Двое долго смотрели друг на друга – так долго, что несколько мгновений между ударами сердца словно бы растянулись, до краев наполнившись тишиной. Потом Тамара утерла слезы и выпрямилась.
– Хорошо, что слово сдержал, Никитушка, – сказала она. – Ты не сомневайся, сейчас все сделаю.

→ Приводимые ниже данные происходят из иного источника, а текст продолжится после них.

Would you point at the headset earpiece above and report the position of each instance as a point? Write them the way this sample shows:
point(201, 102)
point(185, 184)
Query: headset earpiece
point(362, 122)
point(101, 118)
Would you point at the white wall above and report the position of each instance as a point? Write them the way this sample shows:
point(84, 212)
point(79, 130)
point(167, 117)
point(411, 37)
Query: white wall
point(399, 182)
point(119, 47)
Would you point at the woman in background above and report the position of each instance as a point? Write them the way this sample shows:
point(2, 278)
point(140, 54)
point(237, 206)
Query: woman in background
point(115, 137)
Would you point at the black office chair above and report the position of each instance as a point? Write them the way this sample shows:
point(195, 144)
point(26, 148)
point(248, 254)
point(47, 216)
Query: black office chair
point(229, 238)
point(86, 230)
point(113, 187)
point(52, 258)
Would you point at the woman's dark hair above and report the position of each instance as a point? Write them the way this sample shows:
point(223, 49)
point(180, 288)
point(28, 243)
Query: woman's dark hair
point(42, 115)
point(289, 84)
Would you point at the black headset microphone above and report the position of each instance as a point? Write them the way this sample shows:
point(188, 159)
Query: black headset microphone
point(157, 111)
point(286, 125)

До самого вечера стучал молоток на дворе у Тамары Лазаревой, ухал колун, визжала пила. Торопился Никита сделать побольше, ухватить взглядом любую мелкую неполадку, которую можно починить и поправить. И только потом, когда солнце боком уже зацепило верхушки сосен, присел на крыльцо, достал кисет. Долго ровнял табак на полоске бумаги. Скрутил цигарку, затянулся пару раз и бросил под ноги.

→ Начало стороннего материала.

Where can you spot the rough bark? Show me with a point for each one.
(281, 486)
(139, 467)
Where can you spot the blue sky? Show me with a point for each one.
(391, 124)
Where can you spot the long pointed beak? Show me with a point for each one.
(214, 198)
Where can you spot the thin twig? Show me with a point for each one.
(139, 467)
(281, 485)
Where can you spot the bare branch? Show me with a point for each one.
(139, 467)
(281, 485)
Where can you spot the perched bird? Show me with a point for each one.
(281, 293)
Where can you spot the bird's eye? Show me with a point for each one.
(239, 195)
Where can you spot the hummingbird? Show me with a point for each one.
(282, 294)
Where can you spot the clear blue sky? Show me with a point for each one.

– И что ты будешь делать? – махнул рукой удивленно. – Уже и вкуса табака не чую! Стало быть точно, время поджимает.
Из холодной бани вернулся солдат в чистом, заботливо подготовленном женой исподнем белье, и сел за стол. Пока он пил последнюю стопку водки, Тамара глядела на него не отрываясь, со спокойным лицом. Даже чуть улыбалась, и только белыми пальцами держалась за столешницу, совсем даже незаметно.
Допив водку, Никита аккуратно поставил стопку на покрытый праздничной скатертью стол и засмеялся.
– Эх-ма, Тома! А до чего же сладкая водочка-то на посошок, оказывается! До сих пор пил и даже не думал, что так случается.
Сказал – и поднялся, потянулся к выглаженной гимнастерке, снял с крючка.
– А теперь мне в дорогу пора. Зови соседей, Тома, пусть приходят. И – дай-ка, поцелую тебя.
Потом, отвернувшись от жены, Никита, все так же твердо и без страха ступая, пошел в горницу. Где уже стоял посредине, на двух стульях установленный, светящийся струганными досками гроб.
Соседи, неловко здороваясь с хозяйкой, замершей у изголовья, проходили туда, где лежал солдат Никита Лазарев. Лежал в домовине, спокойный и даже чуть веселый, словно живой. В чистой заштопанной гимнастерке, с медалью «За отвагу», сложив усталые руки на груди.
А отчего ему было не радоваться?
Слово-то свое солдатское он сдержал.